NCT06794216 · Status: RECRUITING · Type: OBSERVATIONAL · Enrollment: 50

Last updated 2025-01-27

No results posted yet for this study

Summary

In recent years, expanded hemodialysis has been the subject of studies, many of them done on small populations, with limited observation periods and not always unambiguous results. In the literature, there are data comparing HDx and high-flow hemodialysis in terms of small- and medium-molecule purification and control of inflammation indices; there are fewer data comparing HDx and HDF online.

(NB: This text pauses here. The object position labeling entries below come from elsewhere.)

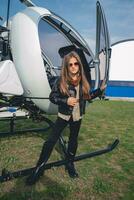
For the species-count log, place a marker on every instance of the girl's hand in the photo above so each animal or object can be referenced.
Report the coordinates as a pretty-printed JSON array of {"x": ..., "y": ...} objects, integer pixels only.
[
  {"x": 72, "y": 101},
  {"x": 103, "y": 85}
]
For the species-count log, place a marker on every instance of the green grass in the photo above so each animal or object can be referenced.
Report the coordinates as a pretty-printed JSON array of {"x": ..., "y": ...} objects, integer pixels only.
[{"x": 106, "y": 177}]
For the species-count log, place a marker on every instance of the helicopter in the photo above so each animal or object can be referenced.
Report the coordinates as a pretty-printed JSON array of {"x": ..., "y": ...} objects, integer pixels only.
[{"x": 32, "y": 46}]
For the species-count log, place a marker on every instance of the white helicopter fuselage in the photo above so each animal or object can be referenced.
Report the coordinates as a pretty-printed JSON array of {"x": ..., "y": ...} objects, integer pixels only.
[{"x": 26, "y": 52}]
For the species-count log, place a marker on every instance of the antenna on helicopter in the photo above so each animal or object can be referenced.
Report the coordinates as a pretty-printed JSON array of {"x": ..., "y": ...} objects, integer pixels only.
[{"x": 27, "y": 3}]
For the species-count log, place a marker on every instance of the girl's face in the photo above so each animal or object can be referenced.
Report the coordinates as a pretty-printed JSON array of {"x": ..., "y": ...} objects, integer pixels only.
[{"x": 73, "y": 66}]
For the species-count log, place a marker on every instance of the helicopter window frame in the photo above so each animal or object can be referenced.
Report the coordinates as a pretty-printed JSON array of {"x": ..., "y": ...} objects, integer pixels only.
[{"x": 68, "y": 32}]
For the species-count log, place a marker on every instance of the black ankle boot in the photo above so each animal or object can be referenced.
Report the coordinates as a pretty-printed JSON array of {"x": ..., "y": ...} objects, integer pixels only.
[
  {"x": 71, "y": 170},
  {"x": 35, "y": 175}
]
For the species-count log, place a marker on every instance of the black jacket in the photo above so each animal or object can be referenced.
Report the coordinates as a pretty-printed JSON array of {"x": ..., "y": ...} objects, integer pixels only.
[{"x": 59, "y": 99}]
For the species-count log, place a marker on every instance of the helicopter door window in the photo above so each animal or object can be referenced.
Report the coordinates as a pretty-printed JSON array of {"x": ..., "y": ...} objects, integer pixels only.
[{"x": 51, "y": 40}]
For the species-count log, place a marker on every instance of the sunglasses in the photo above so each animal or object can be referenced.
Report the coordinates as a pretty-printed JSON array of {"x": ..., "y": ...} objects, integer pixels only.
[{"x": 75, "y": 64}]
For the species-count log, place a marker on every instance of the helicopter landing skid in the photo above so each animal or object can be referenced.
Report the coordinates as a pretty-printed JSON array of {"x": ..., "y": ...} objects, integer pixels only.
[{"x": 7, "y": 175}]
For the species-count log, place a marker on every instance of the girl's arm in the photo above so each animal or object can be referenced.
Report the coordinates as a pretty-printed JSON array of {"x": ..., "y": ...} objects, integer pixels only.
[{"x": 56, "y": 97}]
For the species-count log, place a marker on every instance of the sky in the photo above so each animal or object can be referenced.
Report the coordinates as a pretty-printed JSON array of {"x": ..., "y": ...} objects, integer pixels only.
[{"x": 81, "y": 14}]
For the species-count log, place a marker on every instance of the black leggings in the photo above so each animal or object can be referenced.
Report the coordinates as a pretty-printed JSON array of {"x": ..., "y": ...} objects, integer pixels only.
[
  {"x": 59, "y": 126},
  {"x": 74, "y": 127}
]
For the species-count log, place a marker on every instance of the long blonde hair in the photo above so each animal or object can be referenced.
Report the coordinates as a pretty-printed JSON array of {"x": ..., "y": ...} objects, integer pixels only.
[{"x": 64, "y": 78}]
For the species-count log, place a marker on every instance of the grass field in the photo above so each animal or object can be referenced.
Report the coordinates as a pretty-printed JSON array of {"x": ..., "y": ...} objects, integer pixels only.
[{"x": 106, "y": 177}]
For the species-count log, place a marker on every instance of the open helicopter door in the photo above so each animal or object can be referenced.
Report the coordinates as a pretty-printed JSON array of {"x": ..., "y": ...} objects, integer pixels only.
[{"x": 103, "y": 50}]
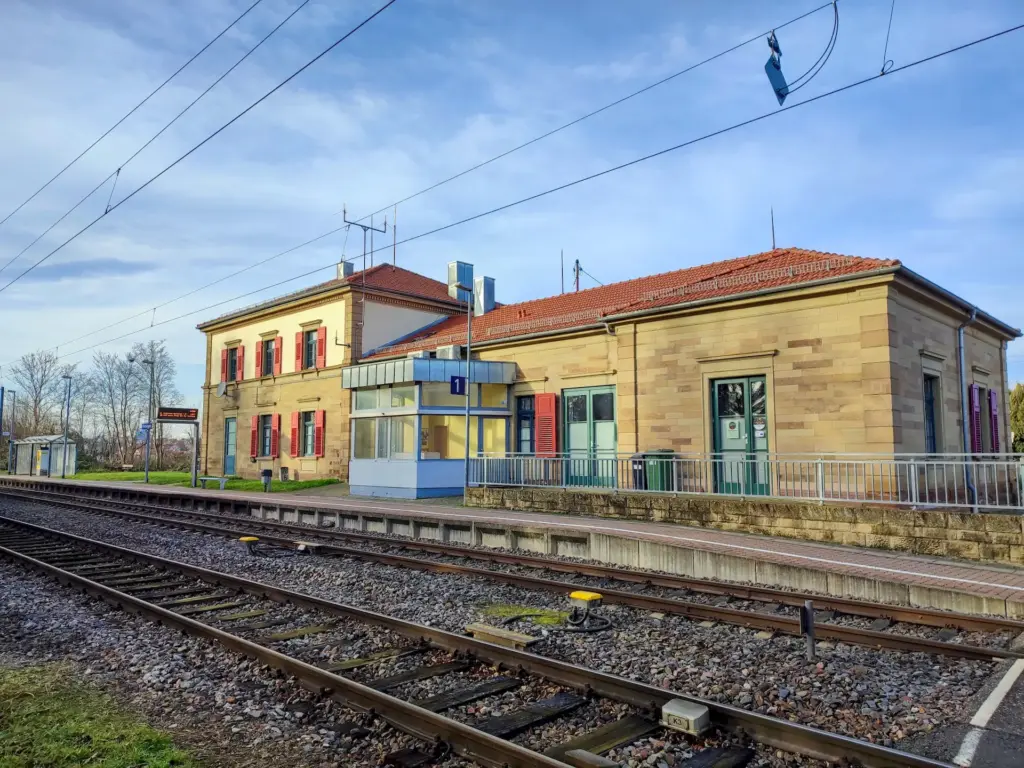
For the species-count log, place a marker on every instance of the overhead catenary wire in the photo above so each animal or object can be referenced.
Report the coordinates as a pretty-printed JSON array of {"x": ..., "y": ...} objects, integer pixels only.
[
  {"x": 131, "y": 112},
  {"x": 886, "y": 61},
  {"x": 153, "y": 138},
  {"x": 471, "y": 169},
  {"x": 637, "y": 161},
  {"x": 230, "y": 122},
  {"x": 818, "y": 66}
]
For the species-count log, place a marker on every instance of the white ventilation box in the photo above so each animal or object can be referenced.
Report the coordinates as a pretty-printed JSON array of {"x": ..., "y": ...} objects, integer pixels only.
[
  {"x": 687, "y": 717},
  {"x": 450, "y": 352}
]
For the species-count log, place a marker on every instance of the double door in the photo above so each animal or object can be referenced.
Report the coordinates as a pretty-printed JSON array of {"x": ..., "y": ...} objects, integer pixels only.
[
  {"x": 740, "y": 429},
  {"x": 590, "y": 435},
  {"x": 230, "y": 442}
]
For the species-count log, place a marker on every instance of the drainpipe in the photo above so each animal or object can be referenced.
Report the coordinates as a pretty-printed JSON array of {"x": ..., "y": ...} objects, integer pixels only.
[{"x": 972, "y": 491}]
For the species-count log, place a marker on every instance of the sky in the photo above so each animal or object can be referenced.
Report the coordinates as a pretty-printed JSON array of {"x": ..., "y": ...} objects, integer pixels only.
[{"x": 925, "y": 165}]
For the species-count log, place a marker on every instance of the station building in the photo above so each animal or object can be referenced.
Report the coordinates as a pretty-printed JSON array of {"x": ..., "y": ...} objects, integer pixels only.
[{"x": 788, "y": 351}]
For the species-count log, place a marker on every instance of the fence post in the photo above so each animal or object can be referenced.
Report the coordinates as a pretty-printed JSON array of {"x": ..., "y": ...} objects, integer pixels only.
[{"x": 819, "y": 479}]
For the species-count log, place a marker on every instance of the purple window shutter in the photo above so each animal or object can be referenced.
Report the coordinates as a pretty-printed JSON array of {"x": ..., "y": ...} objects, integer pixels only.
[
  {"x": 975, "y": 413},
  {"x": 993, "y": 416}
]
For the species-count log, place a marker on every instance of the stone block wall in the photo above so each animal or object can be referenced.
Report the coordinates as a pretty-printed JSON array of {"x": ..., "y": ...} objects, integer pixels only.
[{"x": 987, "y": 538}]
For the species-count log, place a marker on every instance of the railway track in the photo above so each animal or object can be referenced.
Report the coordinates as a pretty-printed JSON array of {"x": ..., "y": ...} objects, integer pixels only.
[
  {"x": 310, "y": 639},
  {"x": 677, "y": 596}
]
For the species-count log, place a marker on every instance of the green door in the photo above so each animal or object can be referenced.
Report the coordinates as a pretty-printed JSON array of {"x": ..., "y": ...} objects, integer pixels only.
[
  {"x": 590, "y": 435},
  {"x": 740, "y": 428}
]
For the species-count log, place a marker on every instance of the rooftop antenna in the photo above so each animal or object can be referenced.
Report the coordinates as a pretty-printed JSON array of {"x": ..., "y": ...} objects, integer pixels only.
[{"x": 365, "y": 227}]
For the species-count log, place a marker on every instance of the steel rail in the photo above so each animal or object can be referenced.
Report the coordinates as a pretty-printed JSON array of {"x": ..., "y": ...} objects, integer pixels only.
[
  {"x": 851, "y": 606},
  {"x": 406, "y": 717},
  {"x": 785, "y": 625},
  {"x": 781, "y": 734}
]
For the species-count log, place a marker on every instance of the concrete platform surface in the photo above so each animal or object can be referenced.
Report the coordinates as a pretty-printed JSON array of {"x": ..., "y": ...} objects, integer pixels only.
[{"x": 826, "y": 568}]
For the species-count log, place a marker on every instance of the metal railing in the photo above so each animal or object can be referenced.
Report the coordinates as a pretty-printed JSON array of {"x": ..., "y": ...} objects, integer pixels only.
[{"x": 979, "y": 481}]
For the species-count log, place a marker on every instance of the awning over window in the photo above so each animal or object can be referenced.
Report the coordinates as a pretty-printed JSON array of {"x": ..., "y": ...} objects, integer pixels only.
[{"x": 424, "y": 369}]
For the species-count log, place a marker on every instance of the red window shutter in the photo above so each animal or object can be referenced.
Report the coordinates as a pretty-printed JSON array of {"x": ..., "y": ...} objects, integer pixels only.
[
  {"x": 322, "y": 346},
  {"x": 318, "y": 419},
  {"x": 546, "y": 410},
  {"x": 975, "y": 410},
  {"x": 993, "y": 415},
  {"x": 254, "y": 438},
  {"x": 294, "y": 448}
]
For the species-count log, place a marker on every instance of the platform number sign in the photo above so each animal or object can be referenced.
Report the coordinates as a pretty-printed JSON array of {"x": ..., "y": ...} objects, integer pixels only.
[{"x": 184, "y": 415}]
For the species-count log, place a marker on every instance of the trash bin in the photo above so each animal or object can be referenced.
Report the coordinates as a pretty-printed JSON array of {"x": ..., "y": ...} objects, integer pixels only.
[
  {"x": 638, "y": 465},
  {"x": 659, "y": 470}
]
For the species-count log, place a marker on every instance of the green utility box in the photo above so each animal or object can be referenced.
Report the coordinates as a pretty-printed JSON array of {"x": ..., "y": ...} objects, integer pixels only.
[{"x": 660, "y": 470}]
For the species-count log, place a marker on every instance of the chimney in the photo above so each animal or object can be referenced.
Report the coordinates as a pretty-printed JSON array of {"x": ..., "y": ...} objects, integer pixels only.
[{"x": 483, "y": 295}]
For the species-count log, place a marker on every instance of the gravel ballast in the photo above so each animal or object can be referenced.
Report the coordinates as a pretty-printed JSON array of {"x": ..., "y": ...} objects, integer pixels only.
[{"x": 880, "y": 695}]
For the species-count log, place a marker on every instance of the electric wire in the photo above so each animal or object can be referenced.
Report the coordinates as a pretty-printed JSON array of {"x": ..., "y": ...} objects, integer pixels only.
[
  {"x": 230, "y": 122},
  {"x": 584, "y": 179},
  {"x": 130, "y": 112},
  {"x": 818, "y": 66},
  {"x": 886, "y": 61},
  {"x": 153, "y": 138},
  {"x": 505, "y": 154},
  {"x": 596, "y": 112}
]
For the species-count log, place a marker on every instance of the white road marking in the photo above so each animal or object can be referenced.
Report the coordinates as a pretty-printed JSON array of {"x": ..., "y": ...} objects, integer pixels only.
[
  {"x": 343, "y": 506},
  {"x": 980, "y": 720}
]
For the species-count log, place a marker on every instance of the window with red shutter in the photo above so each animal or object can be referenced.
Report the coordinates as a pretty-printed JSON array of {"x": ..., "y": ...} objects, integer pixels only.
[
  {"x": 322, "y": 346},
  {"x": 254, "y": 438},
  {"x": 993, "y": 416},
  {"x": 294, "y": 446},
  {"x": 318, "y": 422},
  {"x": 975, "y": 409},
  {"x": 546, "y": 410}
]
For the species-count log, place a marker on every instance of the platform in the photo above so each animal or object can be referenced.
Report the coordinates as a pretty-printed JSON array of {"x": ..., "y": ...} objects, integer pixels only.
[{"x": 824, "y": 568}]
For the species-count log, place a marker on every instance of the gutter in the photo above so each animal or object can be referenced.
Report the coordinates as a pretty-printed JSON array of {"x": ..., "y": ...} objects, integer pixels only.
[
  {"x": 965, "y": 304},
  {"x": 605, "y": 323},
  {"x": 964, "y": 406}
]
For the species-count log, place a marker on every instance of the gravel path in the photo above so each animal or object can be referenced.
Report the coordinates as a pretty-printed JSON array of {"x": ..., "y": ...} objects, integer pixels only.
[{"x": 880, "y": 695}]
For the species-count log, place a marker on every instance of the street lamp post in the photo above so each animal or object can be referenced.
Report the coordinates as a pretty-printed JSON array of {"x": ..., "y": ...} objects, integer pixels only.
[
  {"x": 148, "y": 413},
  {"x": 64, "y": 454},
  {"x": 469, "y": 363}
]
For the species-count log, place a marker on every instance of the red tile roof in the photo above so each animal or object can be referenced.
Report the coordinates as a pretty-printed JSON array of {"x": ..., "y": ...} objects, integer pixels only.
[
  {"x": 394, "y": 280},
  {"x": 784, "y": 266}
]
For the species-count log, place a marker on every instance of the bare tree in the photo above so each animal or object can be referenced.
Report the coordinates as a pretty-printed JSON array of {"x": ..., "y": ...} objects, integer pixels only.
[
  {"x": 37, "y": 376},
  {"x": 119, "y": 389},
  {"x": 164, "y": 390}
]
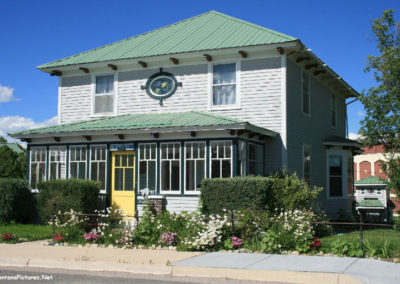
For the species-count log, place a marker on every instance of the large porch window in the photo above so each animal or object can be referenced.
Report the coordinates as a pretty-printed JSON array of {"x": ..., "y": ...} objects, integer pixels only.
[
  {"x": 195, "y": 165},
  {"x": 147, "y": 166},
  {"x": 170, "y": 167},
  {"x": 77, "y": 162},
  {"x": 58, "y": 155},
  {"x": 98, "y": 160},
  {"x": 37, "y": 165},
  {"x": 221, "y": 159}
]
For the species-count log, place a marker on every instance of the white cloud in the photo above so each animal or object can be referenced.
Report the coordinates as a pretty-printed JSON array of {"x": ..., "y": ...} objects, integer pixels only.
[
  {"x": 15, "y": 123},
  {"x": 7, "y": 94}
]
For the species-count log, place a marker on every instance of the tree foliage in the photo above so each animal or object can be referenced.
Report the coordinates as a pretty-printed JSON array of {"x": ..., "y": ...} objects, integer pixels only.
[{"x": 381, "y": 124}]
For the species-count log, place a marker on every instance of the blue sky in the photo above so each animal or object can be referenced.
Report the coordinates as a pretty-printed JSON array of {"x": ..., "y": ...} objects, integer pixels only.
[{"x": 37, "y": 32}]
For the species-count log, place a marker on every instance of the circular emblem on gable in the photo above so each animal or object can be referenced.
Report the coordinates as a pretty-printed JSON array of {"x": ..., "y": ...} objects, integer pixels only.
[{"x": 161, "y": 85}]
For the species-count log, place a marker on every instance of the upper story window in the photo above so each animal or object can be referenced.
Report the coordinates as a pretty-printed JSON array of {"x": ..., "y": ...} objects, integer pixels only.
[
  {"x": 305, "y": 93},
  {"x": 333, "y": 110},
  {"x": 224, "y": 89},
  {"x": 104, "y": 94}
]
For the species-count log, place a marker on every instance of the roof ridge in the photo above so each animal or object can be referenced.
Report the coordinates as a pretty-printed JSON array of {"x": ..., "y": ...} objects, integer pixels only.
[{"x": 126, "y": 39}]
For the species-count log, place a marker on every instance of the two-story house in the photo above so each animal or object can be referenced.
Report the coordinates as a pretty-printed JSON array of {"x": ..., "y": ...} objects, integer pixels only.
[{"x": 210, "y": 96}]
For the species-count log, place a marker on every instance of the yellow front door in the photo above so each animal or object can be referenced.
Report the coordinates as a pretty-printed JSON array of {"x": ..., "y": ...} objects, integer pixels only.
[{"x": 123, "y": 181}]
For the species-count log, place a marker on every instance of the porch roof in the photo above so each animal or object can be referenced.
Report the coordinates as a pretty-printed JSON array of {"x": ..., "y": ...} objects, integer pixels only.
[{"x": 145, "y": 123}]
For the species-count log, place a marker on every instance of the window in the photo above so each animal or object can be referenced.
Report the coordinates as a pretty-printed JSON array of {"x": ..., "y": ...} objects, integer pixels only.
[
  {"x": 335, "y": 176},
  {"x": 307, "y": 164},
  {"x": 221, "y": 159},
  {"x": 104, "y": 94},
  {"x": 170, "y": 167},
  {"x": 306, "y": 93},
  {"x": 98, "y": 159},
  {"x": 147, "y": 167},
  {"x": 195, "y": 161},
  {"x": 58, "y": 155},
  {"x": 224, "y": 85},
  {"x": 241, "y": 161},
  {"x": 38, "y": 166},
  {"x": 333, "y": 110},
  {"x": 255, "y": 159},
  {"x": 77, "y": 162}
]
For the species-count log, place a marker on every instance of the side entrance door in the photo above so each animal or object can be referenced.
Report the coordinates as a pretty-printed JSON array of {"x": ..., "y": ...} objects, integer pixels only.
[{"x": 123, "y": 181}]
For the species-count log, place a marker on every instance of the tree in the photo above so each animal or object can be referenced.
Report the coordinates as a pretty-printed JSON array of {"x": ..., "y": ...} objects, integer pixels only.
[
  {"x": 12, "y": 164},
  {"x": 381, "y": 124}
]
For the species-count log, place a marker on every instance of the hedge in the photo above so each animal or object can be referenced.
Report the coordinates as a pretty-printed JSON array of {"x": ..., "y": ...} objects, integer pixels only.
[
  {"x": 17, "y": 202},
  {"x": 281, "y": 191},
  {"x": 79, "y": 195}
]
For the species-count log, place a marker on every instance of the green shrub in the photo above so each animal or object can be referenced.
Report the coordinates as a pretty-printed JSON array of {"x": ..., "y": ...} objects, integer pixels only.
[
  {"x": 281, "y": 191},
  {"x": 79, "y": 195},
  {"x": 17, "y": 202}
]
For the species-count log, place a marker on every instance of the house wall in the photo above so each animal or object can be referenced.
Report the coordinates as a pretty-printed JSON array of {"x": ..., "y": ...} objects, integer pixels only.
[
  {"x": 260, "y": 89},
  {"x": 312, "y": 129}
]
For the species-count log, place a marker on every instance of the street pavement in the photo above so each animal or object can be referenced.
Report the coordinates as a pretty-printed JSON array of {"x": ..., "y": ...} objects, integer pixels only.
[{"x": 218, "y": 265}]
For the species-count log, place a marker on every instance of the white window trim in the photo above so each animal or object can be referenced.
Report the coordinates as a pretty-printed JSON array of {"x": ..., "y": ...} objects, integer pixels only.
[
  {"x": 238, "y": 86},
  {"x": 309, "y": 93},
  {"x": 30, "y": 164},
  {"x": 171, "y": 192},
  {"x": 210, "y": 155},
  {"x": 196, "y": 191},
  {"x": 302, "y": 160},
  {"x": 333, "y": 96},
  {"x": 51, "y": 148},
  {"x": 93, "y": 93},
  {"x": 102, "y": 191},
  {"x": 343, "y": 154},
  {"x": 138, "y": 165},
  {"x": 69, "y": 160}
]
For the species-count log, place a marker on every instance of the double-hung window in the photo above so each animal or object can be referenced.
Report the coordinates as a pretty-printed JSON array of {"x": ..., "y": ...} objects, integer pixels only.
[
  {"x": 58, "y": 155},
  {"x": 255, "y": 159},
  {"x": 333, "y": 110},
  {"x": 104, "y": 94},
  {"x": 221, "y": 159},
  {"x": 38, "y": 165},
  {"x": 195, "y": 167},
  {"x": 305, "y": 93},
  {"x": 170, "y": 167},
  {"x": 147, "y": 166},
  {"x": 98, "y": 160},
  {"x": 335, "y": 176},
  {"x": 224, "y": 89},
  {"x": 77, "y": 162}
]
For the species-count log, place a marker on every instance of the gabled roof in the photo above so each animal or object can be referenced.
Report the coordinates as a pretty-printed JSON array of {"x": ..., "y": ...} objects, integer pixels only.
[
  {"x": 372, "y": 180},
  {"x": 145, "y": 123},
  {"x": 208, "y": 31}
]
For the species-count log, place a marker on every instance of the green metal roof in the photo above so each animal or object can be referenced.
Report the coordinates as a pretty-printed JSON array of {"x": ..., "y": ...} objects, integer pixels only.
[
  {"x": 142, "y": 121},
  {"x": 208, "y": 31},
  {"x": 372, "y": 180},
  {"x": 371, "y": 203},
  {"x": 13, "y": 146}
]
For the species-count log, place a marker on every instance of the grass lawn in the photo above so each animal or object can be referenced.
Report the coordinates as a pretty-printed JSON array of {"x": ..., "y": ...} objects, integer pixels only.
[
  {"x": 29, "y": 232},
  {"x": 375, "y": 237}
]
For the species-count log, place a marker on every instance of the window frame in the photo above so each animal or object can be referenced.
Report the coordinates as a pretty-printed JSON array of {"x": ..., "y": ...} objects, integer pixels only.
[
  {"x": 211, "y": 158},
  {"x": 147, "y": 160},
  {"x": 237, "y": 105},
  {"x": 69, "y": 160},
  {"x": 171, "y": 192},
  {"x": 51, "y": 148},
  {"x": 308, "y": 93},
  {"x": 30, "y": 163},
  {"x": 103, "y": 191},
  {"x": 93, "y": 96},
  {"x": 195, "y": 191}
]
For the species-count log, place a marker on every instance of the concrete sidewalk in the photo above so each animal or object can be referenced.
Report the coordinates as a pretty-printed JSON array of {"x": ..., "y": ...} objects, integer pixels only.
[{"x": 241, "y": 266}]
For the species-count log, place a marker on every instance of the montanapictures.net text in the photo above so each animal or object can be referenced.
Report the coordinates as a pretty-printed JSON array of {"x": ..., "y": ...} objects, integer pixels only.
[{"x": 26, "y": 277}]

In contrast, there are no studies in the literature comparing HDx with HFR. With a view to personalizing therapy, demonstrating the equivalence/superiority of HDx over the other dialysis techniques under consideration could make this technique suitable precisely for that class of more malnourished and more frail patients who to date do not obtain benefits from the other methods.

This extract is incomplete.